Criada em setembro, a marca vende já para a Escandinávia, mas Lasse Logstrup Jespersen pretende alargar na Europa, bem como reforçar a posição em mercados como Japão, EUA e Canadá, onde já tem alguns clientes. “Queremos cimentar os valores da empresa, somos trabalhadores, leais e honestos, estando disponíveis não apenas para servir os nossos clientes, mas para sermos uma plataforma para as fábricas portuguesas venderem os seus produtos”, frisa.

Lemon Jelly

A festejar cinco anos está a Lemon Jelly, da Procalçado, de Vila Nova de Gaia, que, em 2017, cresceu a dois dígitos. “É fruto da estratégia de consolidação em países europeus, que se estão a tornar líderes nesta área, e alguma expansão na América do Norte e na Ásia”, explica o administrador José Pinto.

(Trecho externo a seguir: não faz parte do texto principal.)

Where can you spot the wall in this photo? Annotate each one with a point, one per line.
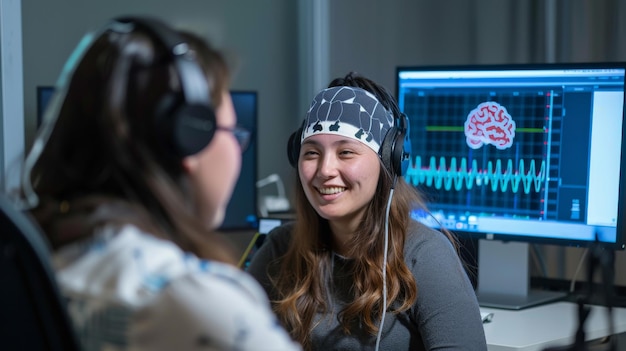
(259, 36)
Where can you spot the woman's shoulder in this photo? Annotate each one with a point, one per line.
(133, 267)
(422, 237)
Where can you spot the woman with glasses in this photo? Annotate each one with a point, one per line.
(130, 174)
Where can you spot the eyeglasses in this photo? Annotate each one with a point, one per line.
(242, 135)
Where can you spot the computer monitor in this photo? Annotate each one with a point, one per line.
(241, 213)
(518, 154)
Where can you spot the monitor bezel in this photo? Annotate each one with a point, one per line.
(620, 240)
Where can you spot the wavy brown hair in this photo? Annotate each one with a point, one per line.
(104, 153)
(304, 276)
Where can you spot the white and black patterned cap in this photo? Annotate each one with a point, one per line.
(350, 112)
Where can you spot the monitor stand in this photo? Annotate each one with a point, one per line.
(504, 277)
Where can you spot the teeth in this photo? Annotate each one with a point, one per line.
(330, 191)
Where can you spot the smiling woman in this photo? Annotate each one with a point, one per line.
(354, 253)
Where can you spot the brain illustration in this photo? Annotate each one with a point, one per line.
(489, 123)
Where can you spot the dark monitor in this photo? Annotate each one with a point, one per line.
(518, 154)
(242, 208)
(241, 212)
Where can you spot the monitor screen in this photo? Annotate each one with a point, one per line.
(242, 208)
(241, 212)
(523, 153)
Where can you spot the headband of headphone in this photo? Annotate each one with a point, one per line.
(394, 150)
(186, 124)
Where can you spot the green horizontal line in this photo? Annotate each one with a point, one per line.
(460, 129)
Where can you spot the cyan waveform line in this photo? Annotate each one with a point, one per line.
(442, 176)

Com uma faturação superior a 25 milhões, o grupo Procalçado dá emprego a 400 pessoas. Inovação e digital são as áreas de grande aposta: cerca de 100 mil euros foram aplicados numa nova plataforma de vendas online, para aumentar a exposição internacional da marca e contornar as dificuldades do retalho multimarca, a que acresce mais um milhão de euros na área de desenvolvimento de novos produtos e materiais.

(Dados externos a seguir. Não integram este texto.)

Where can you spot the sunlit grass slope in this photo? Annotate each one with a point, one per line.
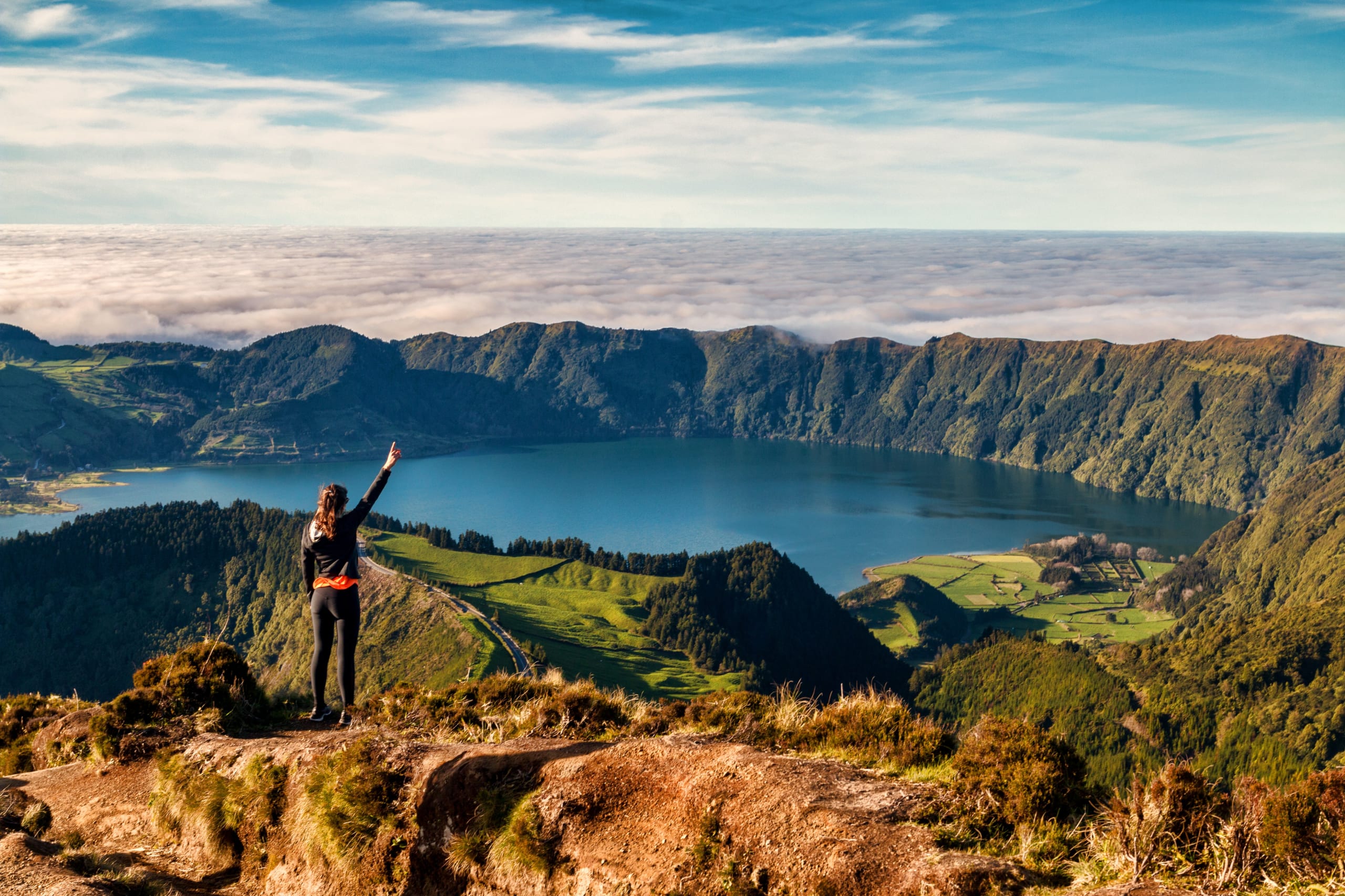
(1009, 581)
(458, 567)
(585, 618)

Em crescimento, a Procalçado precisa de reforçar os seus quadros, mas a contratação está difícil. “Não é, sequer, uma questão salarial. É uma mudança de mentalidades. Os jovens querem trabalhar em projetos com que se identifiquem e em empresas que os inspirem. Precisamos de aprender a ouvi-los e até a mudar o layout das empresas, porque hoje o modelo é a Google, a Apple e a Farfetch”, diz José Pinto. “Não vale a pena queixarmo-nos. As empresas é que têm de mudar”.